The novel concludes with Greenloop’s destruction, which signals an abandonment of the convenience-based lifestyle that the Durants tried to champion by establishing the community. Though one could argue that Tony had good intentions in trying to marry convenience and sustainability, he failed to consider what it meant to place that kind of lifestyle in a setting where hostility determines survival. Hence, his ambition prevented him from establishing crucial safeguards against their hostile surroundings and resulted in his downfall.
The novel initially frames the Bigfoots as antagonists who lack any empathy. In Chapter 16, Schell uses the word “bloodlust” to describe the violence that chimpanzees show toward their prey, which preempts the depiction of the feeding frenzy the Bigfoots engage in when they mutilate and eat Yvette’s corpse in Chapter 22. While this helps emphasize their status as the novel’s antagonists, it also foreshadows a parallel development within Kate as she ascends to leadership of the Greenloop community. Specifically, Kate’s desire to protect her community and seek vengeance for Mostar’s death drives her own “devolution,” activating base instincts that lead her to lose her sense of humanity.
Frank initially uses the term “devolution” in Chapter 11 to describe the aggressive behavior the Bigfoots showed when they discovered Greenloop. Instinctively remembering their ancestors’ conflict with the early human beings during the Ice Age, the Bigfoots “devolved” into aggressors, putting them in conflict with Kate and her neighbors. The Greenloop residents are driven to defend themselves and fight for survival, but when Kate perceives the desecration of her garden as an insult to her efforts, she begins to enact her own devolution.
The novel establishes the impossibility of communication between the Greenloop residents and the Bigfoots. Kate even articulates this impossibility after she discovers excrement in her garden: “Fuck you, Little Prey.
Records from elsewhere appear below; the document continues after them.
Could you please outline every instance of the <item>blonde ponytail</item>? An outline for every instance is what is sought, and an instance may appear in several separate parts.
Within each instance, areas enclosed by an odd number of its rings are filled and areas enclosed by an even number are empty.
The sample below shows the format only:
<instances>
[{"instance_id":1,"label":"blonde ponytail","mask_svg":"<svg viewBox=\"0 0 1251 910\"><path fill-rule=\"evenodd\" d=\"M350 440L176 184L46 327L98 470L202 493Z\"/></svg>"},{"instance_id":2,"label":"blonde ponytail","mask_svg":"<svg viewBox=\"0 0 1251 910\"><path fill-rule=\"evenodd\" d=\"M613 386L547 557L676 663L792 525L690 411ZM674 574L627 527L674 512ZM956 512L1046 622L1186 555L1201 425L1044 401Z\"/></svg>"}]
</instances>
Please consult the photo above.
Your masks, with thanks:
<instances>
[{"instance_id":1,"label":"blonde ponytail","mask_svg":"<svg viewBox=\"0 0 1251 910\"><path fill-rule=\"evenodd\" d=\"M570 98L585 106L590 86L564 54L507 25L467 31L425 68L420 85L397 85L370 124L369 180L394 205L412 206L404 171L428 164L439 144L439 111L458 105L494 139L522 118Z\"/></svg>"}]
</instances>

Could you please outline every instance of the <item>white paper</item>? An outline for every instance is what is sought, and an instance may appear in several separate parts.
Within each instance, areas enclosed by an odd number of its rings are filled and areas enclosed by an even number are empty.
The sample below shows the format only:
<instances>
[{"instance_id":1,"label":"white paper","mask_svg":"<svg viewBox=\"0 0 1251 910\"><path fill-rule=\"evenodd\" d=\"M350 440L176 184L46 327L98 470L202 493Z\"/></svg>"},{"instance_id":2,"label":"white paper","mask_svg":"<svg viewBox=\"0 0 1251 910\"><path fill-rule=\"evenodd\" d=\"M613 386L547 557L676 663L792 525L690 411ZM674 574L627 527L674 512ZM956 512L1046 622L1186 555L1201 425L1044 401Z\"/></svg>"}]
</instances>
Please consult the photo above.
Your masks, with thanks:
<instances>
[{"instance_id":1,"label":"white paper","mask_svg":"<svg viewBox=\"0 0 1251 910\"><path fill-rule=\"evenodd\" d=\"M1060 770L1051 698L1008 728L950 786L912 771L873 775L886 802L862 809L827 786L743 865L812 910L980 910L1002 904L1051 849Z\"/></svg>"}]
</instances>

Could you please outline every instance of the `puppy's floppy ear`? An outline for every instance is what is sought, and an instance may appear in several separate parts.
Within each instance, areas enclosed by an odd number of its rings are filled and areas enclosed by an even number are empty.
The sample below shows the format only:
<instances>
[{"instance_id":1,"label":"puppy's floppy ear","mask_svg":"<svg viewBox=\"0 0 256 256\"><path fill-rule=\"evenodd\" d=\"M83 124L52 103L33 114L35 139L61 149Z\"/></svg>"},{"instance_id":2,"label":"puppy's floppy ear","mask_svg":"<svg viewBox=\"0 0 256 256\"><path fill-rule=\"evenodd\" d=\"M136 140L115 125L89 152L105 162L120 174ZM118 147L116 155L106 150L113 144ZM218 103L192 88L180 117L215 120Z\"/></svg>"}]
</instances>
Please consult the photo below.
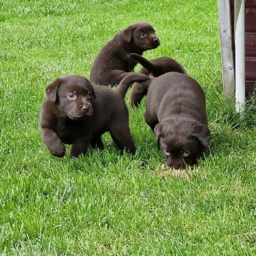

Here’s what I can do to your nest” (248). However, this message is merely a projection, the result of Kate’s attempts to anthropomorphize the Bigfoots and rationalize her anger. The result of this interpretation is Kate’s resolution to eradicate the Bigfoots, an extreme response to a particularly devastating attack on her community.
While the novel doesn’t seek to account for the Bigfoots’ true intentions apart from survival, it provides space to interpret Kate’s intentions. She uses the desecration of Consort’s corpse as a deliberate strategy to provoke the Bigfoots into anger, correctly assuming that mutilating the Bigfoot’s corpse will stir strong emotions in her enemy because she knows that she would feel the same way in their position. Kate doesn’t stop there: The heat of battle causes her to mutilate Gray’s corpse after he’s killed. In this case, Kate’s submission to violence directly results in her neighbors’ deaths, and she describes her violent spell as the mistake that destabilized their defense.
Although the novel’s end keeps Kate’s fate ambiguous, Frank suggests that she has transformed into an invasive species in the woods, thriving on the suffering of the Bigfoots she finds around Rainier. Kate, too, has devolved by prioritizing violence and vindication over the defense of her community.